Zu guter LetztSiegfried Häußler

Vor 50 Jahren erhielt der Hausarzt Siegfried Häußler von der Medizinischen Fakultät der Albert-Ludwigs-Universität in Freiburg einen Lehrauftrag. Man gab ihm den Titel „Tätigkeit des praktischen Arztes“. Dies war die späte Geburt der Allgemeinmedizin an deutschen medizinischen Hochschulen und Unis, von denen auch heute noch nicht alle einen Lehrstuhl für die hausärztliche Medizin eingerichtet haben.

Politische und musische Begabung wurde Häußler – viertes Kind eines schwäbischen Bürgermeisters aus gebildeter Familie – in die Wiege gelegt. Schon als Kind spielte er gut Klavier, studierte Medizin in Innsbruck und Jena. Sein Staatsexamen legte er 1942 an der Uni Tübingen ab, wo er auch promovierte. Er wurde Truppenarzt bei einer Panzereinheit und 1945 als Schwerkriegsbeschädigter aus englischer Gefangenschaft entlassen. Im selben Jahr ließ er sich als praktischer Arzt in der Gemeinde Altbach nieder.

Bereits 1946 gründete er den „Geislinger Kreis“ mit, der 1949 die Keimzelle für den Landesverband Baden-Württemberg des Hartmannbundes war. Häußler war dessen Vorsitzender (1949-57). Von 1953 bis 1959 war er stellvertretender, von 1959 bis 1963 Erster Vorsitzender des Hartmannbundes und gründete die Stiftung „Ärzte helfen Ärzten“.

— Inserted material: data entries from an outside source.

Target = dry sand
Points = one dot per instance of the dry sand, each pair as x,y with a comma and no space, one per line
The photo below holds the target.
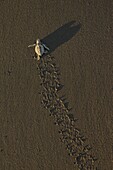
29,139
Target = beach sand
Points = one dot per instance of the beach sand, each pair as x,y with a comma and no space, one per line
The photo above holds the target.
29,139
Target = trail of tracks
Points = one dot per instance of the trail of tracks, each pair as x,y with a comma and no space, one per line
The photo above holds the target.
75,142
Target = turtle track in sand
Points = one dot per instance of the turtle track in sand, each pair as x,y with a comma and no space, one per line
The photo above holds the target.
74,141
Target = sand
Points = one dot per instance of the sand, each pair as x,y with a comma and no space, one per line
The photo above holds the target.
83,53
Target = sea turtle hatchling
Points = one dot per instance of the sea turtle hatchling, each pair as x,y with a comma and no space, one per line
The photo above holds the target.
40,48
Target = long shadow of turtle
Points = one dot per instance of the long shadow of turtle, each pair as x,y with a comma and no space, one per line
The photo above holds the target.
61,35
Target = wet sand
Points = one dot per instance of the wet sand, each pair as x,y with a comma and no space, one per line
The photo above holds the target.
29,137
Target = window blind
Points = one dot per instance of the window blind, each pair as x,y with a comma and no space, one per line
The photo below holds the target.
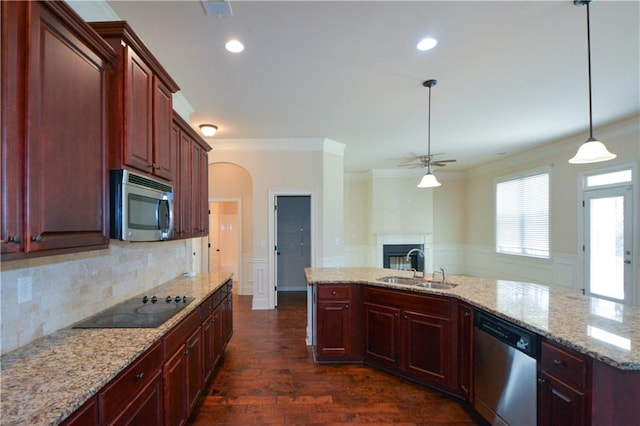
522,216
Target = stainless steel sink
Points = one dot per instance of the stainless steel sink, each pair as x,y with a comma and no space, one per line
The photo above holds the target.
417,282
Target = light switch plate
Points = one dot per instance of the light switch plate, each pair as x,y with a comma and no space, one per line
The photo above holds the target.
24,290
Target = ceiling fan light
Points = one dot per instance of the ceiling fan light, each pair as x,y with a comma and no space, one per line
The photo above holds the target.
428,181
592,151
208,130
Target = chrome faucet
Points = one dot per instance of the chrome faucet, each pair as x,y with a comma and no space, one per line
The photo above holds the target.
408,258
435,275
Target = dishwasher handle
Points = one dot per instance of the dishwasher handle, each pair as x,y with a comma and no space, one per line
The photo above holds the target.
517,337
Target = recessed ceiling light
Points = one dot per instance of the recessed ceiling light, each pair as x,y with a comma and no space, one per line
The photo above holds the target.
234,46
427,44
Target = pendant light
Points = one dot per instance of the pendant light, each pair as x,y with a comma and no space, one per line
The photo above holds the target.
591,151
429,180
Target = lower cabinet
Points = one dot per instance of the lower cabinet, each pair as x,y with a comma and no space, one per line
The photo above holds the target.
564,384
134,397
337,326
465,351
412,335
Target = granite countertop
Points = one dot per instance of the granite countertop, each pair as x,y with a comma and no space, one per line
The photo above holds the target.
604,330
47,380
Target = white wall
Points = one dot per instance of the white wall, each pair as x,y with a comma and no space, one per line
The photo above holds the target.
463,212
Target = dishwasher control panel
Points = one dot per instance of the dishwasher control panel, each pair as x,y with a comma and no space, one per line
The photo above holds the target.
517,337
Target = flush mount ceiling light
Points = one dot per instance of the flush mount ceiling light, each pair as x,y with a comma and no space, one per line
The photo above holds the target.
591,151
429,180
234,46
426,44
208,130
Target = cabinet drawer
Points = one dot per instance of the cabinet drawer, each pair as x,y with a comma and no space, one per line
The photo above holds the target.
334,292
124,388
181,332
565,364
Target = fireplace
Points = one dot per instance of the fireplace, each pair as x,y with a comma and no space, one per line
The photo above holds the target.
394,256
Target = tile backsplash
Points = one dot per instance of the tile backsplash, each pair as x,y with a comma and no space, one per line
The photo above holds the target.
57,291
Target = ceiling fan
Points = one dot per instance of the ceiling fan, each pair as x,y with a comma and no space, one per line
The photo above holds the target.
425,161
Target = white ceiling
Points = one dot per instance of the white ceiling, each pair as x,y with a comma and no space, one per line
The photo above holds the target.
511,74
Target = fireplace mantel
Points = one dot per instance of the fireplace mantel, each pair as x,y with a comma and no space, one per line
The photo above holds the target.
426,239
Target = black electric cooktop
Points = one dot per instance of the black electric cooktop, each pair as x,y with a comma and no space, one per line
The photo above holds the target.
139,312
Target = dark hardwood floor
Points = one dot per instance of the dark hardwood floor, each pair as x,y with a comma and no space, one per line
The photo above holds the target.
268,377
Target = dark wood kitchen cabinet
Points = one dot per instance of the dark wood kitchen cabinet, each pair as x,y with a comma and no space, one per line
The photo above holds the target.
54,122
465,350
134,397
140,105
192,194
183,370
337,316
564,386
412,335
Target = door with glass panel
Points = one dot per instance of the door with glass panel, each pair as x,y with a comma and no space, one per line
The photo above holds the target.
608,242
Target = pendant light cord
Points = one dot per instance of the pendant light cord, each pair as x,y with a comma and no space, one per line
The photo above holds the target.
429,135
589,72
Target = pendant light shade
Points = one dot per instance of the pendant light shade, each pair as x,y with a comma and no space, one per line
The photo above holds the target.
429,180
591,151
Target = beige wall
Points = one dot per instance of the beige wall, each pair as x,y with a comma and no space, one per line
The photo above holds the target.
68,288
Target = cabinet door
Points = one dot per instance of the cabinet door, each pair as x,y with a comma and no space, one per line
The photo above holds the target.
138,138
195,375
381,331
425,347
175,389
196,212
84,416
13,80
558,403
185,221
146,408
163,147
65,146
208,342
465,345
333,339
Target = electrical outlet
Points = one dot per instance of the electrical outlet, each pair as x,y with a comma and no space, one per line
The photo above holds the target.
24,290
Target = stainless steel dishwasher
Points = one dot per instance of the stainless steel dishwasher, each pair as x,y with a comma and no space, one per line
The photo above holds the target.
505,358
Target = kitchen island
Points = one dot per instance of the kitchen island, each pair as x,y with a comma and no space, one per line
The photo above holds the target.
589,365
49,379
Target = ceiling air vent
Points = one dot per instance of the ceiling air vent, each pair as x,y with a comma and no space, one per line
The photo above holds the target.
217,7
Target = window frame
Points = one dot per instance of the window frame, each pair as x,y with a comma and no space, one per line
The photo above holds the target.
517,176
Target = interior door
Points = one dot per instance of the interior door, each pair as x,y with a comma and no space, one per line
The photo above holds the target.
608,238
293,242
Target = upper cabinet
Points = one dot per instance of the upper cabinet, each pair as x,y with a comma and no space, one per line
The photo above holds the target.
140,105
54,126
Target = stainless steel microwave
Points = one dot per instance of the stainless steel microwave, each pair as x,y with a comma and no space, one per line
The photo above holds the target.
141,207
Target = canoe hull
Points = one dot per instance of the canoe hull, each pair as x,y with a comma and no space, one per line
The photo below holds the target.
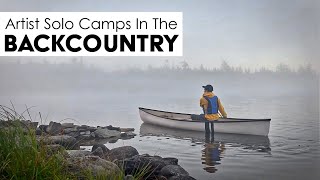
237,127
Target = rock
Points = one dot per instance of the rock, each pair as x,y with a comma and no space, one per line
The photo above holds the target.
121,153
106,133
127,135
102,146
54,128
29,124
43,128
99,152
93,164
128,177
181,177
160,178
173,170
67,125
126,129
38,131
66,141
54,149
170,161
113,128
78,153
69,130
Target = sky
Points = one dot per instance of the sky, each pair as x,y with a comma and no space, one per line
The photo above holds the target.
248,33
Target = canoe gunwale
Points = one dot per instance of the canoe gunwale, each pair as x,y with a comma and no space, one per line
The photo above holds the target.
232,120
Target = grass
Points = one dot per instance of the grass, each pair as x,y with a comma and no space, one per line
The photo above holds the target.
23,157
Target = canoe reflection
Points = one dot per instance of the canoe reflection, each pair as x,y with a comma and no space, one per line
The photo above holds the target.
214,147
211,156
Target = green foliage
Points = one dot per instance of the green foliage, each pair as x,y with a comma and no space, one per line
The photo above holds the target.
23,157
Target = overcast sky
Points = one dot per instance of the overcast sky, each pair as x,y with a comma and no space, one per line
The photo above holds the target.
250,33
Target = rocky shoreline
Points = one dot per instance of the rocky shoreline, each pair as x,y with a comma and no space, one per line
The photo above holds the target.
66,139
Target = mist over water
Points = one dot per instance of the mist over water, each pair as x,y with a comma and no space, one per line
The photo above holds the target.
91,96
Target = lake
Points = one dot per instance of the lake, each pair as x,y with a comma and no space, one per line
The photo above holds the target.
291,151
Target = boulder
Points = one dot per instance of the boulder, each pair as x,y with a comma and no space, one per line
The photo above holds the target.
121,153
67,125
170,161
99,152
43,128
181,177
106,133
54,128
69,130
102,146
126,129
128,177
173,170
113,128
127,135
78,153
93,164
55,149
66,141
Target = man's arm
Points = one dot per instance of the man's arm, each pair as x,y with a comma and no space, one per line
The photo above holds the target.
221,109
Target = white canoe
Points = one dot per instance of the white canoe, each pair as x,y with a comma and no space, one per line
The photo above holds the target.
223,125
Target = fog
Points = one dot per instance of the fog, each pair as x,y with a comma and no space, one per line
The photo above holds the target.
45,77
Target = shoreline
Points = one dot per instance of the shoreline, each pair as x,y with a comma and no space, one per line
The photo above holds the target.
64,140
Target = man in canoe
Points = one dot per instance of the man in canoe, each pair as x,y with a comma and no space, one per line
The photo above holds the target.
212,108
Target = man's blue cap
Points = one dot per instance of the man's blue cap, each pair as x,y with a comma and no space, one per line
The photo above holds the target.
208,88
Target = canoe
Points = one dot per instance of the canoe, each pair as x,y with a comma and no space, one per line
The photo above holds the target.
223,125
245,141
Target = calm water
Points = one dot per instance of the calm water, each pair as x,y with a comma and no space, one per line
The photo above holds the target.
290,152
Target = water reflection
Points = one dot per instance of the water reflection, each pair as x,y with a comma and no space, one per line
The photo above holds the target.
214,146
212,155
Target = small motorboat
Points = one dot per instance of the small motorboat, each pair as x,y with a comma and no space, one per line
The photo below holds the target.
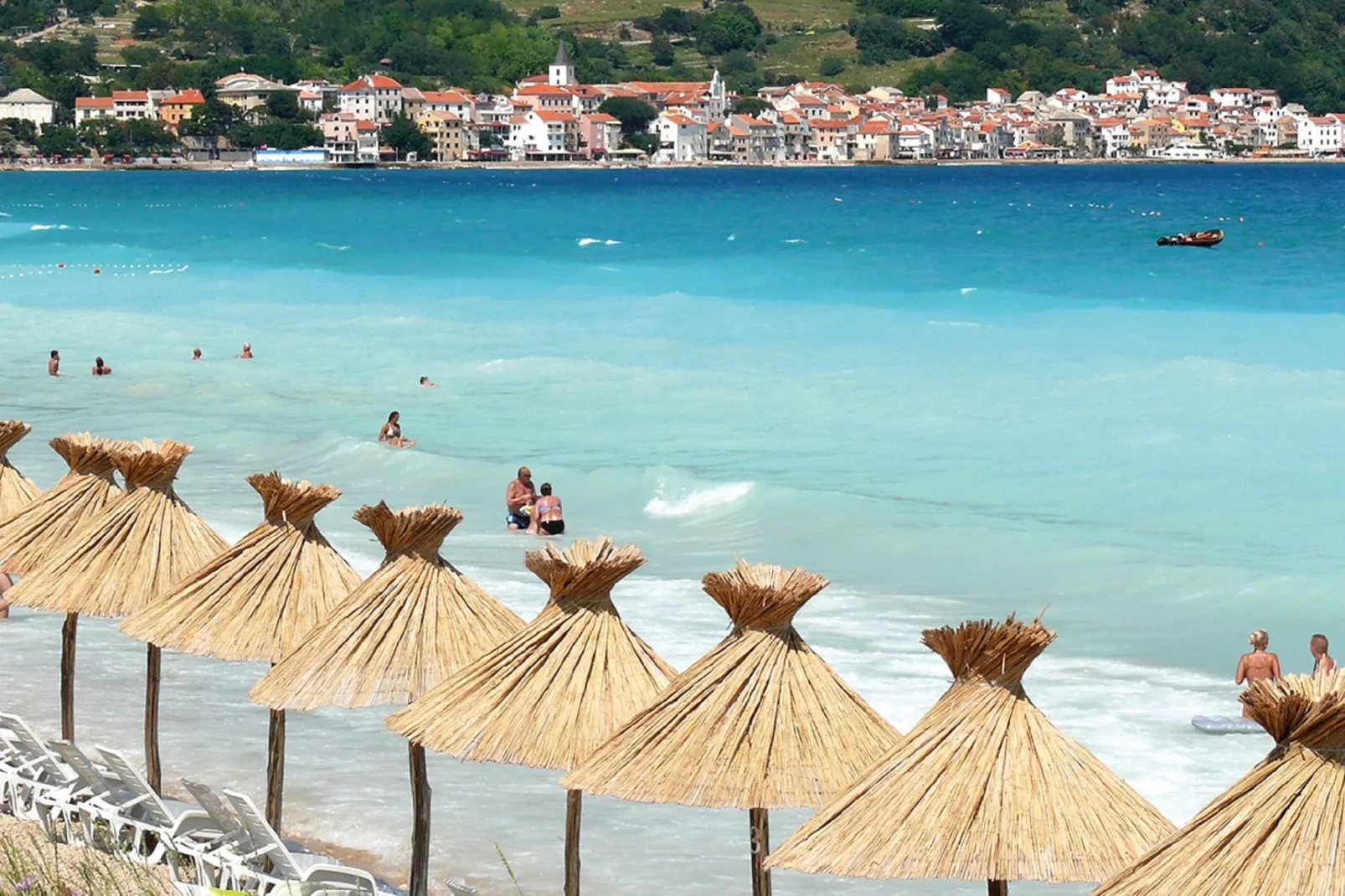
1204,239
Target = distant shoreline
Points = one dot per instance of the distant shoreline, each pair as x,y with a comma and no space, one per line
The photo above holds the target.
674,166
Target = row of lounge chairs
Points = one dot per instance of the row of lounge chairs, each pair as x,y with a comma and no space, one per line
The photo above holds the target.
106,803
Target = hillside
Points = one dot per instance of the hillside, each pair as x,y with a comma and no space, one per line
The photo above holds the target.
956,48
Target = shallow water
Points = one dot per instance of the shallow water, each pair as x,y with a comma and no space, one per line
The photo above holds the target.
954,393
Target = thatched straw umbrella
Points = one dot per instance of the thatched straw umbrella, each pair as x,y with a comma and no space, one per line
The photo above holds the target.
128,556
983,787
35,534
1280,829
557,687
759,723
17,490
408,627
257,600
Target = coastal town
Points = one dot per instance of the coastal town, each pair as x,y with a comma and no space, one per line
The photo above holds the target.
550,117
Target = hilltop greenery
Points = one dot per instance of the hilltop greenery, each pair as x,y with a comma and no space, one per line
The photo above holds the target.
958,48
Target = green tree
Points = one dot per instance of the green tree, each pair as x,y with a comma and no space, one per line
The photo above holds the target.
634,115
647,143
729,26
832,66
405,137
59,142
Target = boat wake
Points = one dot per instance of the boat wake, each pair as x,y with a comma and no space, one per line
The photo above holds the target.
696,501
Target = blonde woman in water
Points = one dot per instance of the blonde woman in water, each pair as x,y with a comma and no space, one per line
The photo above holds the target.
1260,665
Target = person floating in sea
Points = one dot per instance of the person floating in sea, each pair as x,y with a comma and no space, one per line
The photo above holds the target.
548,518
1322,662
519,499
392,432
1260,665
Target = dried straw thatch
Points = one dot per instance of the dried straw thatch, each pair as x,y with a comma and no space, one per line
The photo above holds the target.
132,552
983,787
1280,829
17,490
260,599
561,685
408,627
38,532
757,723
126,557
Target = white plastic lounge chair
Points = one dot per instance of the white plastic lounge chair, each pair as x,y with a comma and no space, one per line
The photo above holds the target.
292,867
37,785
171,824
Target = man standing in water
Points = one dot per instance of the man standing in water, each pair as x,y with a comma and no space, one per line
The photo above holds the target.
518,496
1322,662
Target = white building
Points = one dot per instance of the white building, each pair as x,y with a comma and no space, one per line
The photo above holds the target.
132,104
1321,136
28,106
373,99
561,75
681,137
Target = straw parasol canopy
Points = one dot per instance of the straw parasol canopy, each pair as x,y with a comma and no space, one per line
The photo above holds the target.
983,787
759,723
259,600
33,536
126,556
39,530
557,687
1276,831
408,627
17,490
132,552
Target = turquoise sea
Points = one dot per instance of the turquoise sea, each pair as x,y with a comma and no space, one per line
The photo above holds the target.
956,392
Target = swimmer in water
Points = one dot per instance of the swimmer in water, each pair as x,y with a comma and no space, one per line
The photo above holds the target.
1322,662
392,432
1260,665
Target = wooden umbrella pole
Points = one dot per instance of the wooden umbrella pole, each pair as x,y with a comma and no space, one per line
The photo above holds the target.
760,825
68,676
573,807
152,771
420,811
276,769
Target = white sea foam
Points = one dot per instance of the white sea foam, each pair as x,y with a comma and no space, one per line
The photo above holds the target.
696,501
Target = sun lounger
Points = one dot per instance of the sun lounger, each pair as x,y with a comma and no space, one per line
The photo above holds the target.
159,825
290,867
37,785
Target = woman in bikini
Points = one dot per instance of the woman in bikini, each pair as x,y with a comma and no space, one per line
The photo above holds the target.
1260,665
392,432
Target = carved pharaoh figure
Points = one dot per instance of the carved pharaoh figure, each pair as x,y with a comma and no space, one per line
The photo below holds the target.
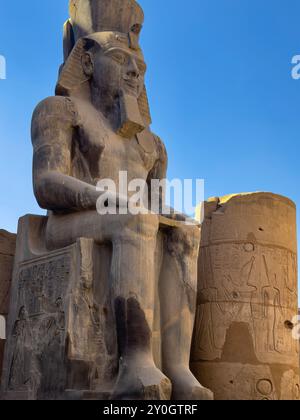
96,126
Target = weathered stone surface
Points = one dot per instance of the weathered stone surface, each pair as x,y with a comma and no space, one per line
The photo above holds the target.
7,252
113,313
243,346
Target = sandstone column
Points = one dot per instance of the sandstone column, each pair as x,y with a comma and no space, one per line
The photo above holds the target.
247,299
7,251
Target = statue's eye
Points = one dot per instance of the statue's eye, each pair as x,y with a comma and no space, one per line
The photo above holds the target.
142,67
119,58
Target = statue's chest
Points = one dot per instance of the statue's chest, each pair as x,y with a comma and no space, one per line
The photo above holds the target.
120,154
105,155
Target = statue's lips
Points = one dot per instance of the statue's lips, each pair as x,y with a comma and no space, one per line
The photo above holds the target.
132,84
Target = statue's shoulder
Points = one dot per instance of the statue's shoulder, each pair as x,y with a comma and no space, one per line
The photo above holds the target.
60,108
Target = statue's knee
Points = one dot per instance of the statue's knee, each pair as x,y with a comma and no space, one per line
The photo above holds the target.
184,241
143,225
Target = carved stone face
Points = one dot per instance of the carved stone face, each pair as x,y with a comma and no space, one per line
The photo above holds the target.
116,69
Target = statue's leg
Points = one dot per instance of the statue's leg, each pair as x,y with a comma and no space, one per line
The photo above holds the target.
178,294
132,289
132,294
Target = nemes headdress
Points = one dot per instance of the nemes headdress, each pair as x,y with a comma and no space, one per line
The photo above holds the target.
103,22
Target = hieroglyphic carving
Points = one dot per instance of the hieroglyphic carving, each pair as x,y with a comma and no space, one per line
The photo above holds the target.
246,282
39,331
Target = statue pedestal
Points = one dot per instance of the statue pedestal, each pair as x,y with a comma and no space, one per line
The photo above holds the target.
61,331
60,327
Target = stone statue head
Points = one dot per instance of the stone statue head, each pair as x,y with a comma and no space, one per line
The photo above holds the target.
101,48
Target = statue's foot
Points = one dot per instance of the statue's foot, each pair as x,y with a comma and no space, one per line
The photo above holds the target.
186,387
141,383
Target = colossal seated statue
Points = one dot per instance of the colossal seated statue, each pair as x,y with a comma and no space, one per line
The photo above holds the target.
97,126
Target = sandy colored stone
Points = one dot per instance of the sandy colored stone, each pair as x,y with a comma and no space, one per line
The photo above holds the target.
7,251
247,298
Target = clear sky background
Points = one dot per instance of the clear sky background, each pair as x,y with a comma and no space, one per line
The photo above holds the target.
219,83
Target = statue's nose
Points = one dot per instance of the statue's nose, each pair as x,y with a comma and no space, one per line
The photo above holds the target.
133,70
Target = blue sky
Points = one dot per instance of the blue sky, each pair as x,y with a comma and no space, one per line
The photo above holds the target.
219,83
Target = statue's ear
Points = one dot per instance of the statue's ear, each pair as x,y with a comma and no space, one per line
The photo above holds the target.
87,62
69,39
144,107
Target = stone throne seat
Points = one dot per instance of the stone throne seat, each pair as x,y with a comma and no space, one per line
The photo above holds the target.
60,308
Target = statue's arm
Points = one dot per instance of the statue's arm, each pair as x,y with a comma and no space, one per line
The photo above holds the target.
159,172
53,126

Ab 1957 bis zu seinem Tod war Häußler ununterbrochen Erster Vorsitzender der KV Nordwürttemberg in Stuttgart und in Gremien der KBV aktiv, wo er sich besonders um den Aufbau des „Zentralinstitutes“ verdient machte. Von 1985 bis 1988 hatte er das Amt des Vorsitzenden der KBV inne. Im Oktober 1986 berief ihn der damalige Minister Norbert Blüm in den „Ärztlichen Sachverständigenbeirat“ beim Bundesministerium für Arbeit und Sozialordnung. Häußler ist Wegbereiter der Allgemeinmedizin an den deutschen Universitäten.

Er förderte das Fach in Aus- und Weiterbildung – auch als Chef des Zentralinstitutes der KBV. Schon 1968 forderte er eine konsequente Qualifizierung der praktischen Ärzte und deren gleichrangigen Status mit den spezialisierten Fachärzten, schlug dem Deutschen Ärztetag den Facharzt für Allgemeinmedizin vor, und sah die bestandene Facharztprüfung als Voraussetzung für die hausärztliche Tätigkeit an. Aber seine Anträge auf Ärztetagen fanden nur Mehrheiten, wenn sie unverbindliche Zielsetzungen beinhalteten. Konkrete Beschlüsse mit obligatorischem Inhalt lehnte die Mehrheit der Klinik- und Spezialgebietsärzte ab.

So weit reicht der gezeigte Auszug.